Instintivamente Elijah mudou a sua rota, passou de pressa pela cozinha e saiu pela porta dos fundos, dando a volta na casa e chegando na rua. Evitando facilmente Flügel e Nytheris. Ele não estava com medo deles, longe disso, mas sim com inveja. Flügel era mais alto, mais forte, já ganhava dinheiro, e mesmo assim era mais novo que ele. Foi graças a ele que eles saíram das favelas, e voltaram a ter uma vida estável. Ele já tinha feito tanto, e continuaria em uma vida cheia de grandes feitos.
Não era como se ele tivesse alguma raiva ou rancor de Flügel, estava longe disso, mas ele sentia que deveria ser mais do que é. Ele gostava de heróis, ele queria tentar ser um herói para Flügel, mas o destino acabou decidindo que seria o contrário. Flügel caminhava em um caminho cheio de perigos, mas como um herói de verdade, ele superava todos eles e voltava com a glória em mãos. Era como ver um herói em ascensão,
Elijah queria ser forte o bastante para conseguir acompanhar seu irmão nessa sua jornada, ele também queria ser um herói. Ele também queria dar orgulho aos seus pais e irmãos.
O ar fresco da manhã foi um alívio temporário para o calor que subia pelo seu pescoço. A mochila em suas costas, pesada com livros e caderno, parecia o fardo de um caminho que ele não queria mais seguir. O caminho para a academia era familiar, uma rotina que ele tinha feito por anos, mas hoje, a paisagem parecia um lembrete cruel de sua própria pequenez. As conversas banais dos outros estudantes, o som de risos e passos, não importava onde ele ia, ele sempre se sentia deslocado.
Talvez fosse pelo seu cabelo de cor estranha que fazia a todos se afastarem dele, mas ele não tinha feito uma única amizade em todo o tempo que estava estudando na academia. Até mesmo nas favelas ele não tinha amigos, apenas brincava com as crianças por ser irmão de Mael. A solidão era uma companheira constante, uma parte silenciosa de seu ser que o seguia onde quer que fosse. A ambição de ser um bom mago sempre foi, em parte, uma forma de compensar essa ausência, de se provar digno de algo, já que não conseguia se provar digno de uma amizade.
Ele sentiu o peso do olhar dos outros sobre seu cabelo cinza, uma cor rara que era um mistério para a maioria das pessoas. Ele sempre se perguntou se o problema era dele. Por que era tão diferente? Por que seu destino parecia tão solitário? A resposta nunca vinha, apenas a amarga sensação de ser um estrangeiro em seu próprio mundo. Mas a dor do passado, as piadas e os sussurros, pareciam insignificantes agora, esmagadas sob o peso de uma nova e terrível verdade: o mundo não se importava com suas notas perfeitas ou seu talento em magia. A única coisa que importava era o poder.
O portão da academia surgiu à sua frente, imponente. Ele parou, observando os alunos entrarem, despreocupados com o mundo além dos muros de pedra. O som das espadas de treinamento chocando-se no pátio parecia oco, uma imitação barata da melodia de morte que ele havia ouvido minutos antes.
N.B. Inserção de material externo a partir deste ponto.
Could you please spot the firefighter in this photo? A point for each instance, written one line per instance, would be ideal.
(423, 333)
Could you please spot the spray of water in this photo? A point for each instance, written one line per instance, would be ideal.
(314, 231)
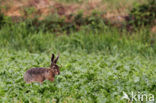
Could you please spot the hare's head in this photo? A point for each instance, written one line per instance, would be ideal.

O sorriso fácil nos rostos dos outros estudantes era um lembrete cruel da sua própria inadequação. Eles tinham amigos, eles tinham um lugar no mundo. Ele tinha apenas uma ambição que, ele sabia agora, era frágil e insuficiente.
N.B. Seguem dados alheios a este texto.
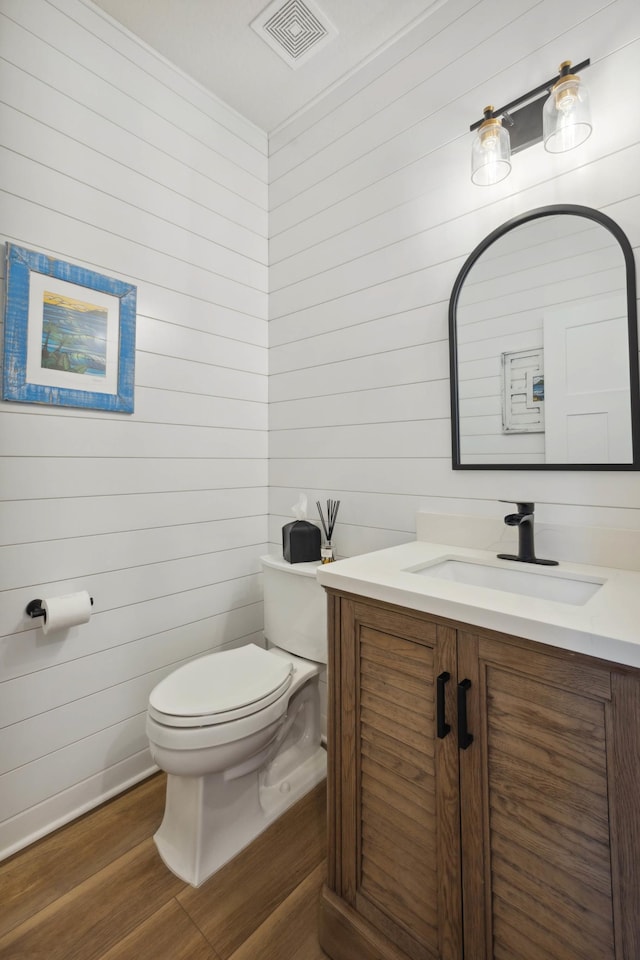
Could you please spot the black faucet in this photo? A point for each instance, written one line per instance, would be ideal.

Uma decisão silenciosa e gelada se formou em seu coração. A inveja que ele sentia não era para oprimir seu irmão, mas para se impulsionar. Ele precisava de mais do que a academia podia lhe dar. Ele precisava de uma transformação completa. Ele precisava encontrar uma forma de caminhar lado a lado com Flügel, não atrás dele, mas ao lado. Ele não queria mais ser o irmão que assiste. Ele queria ser o herói que luta.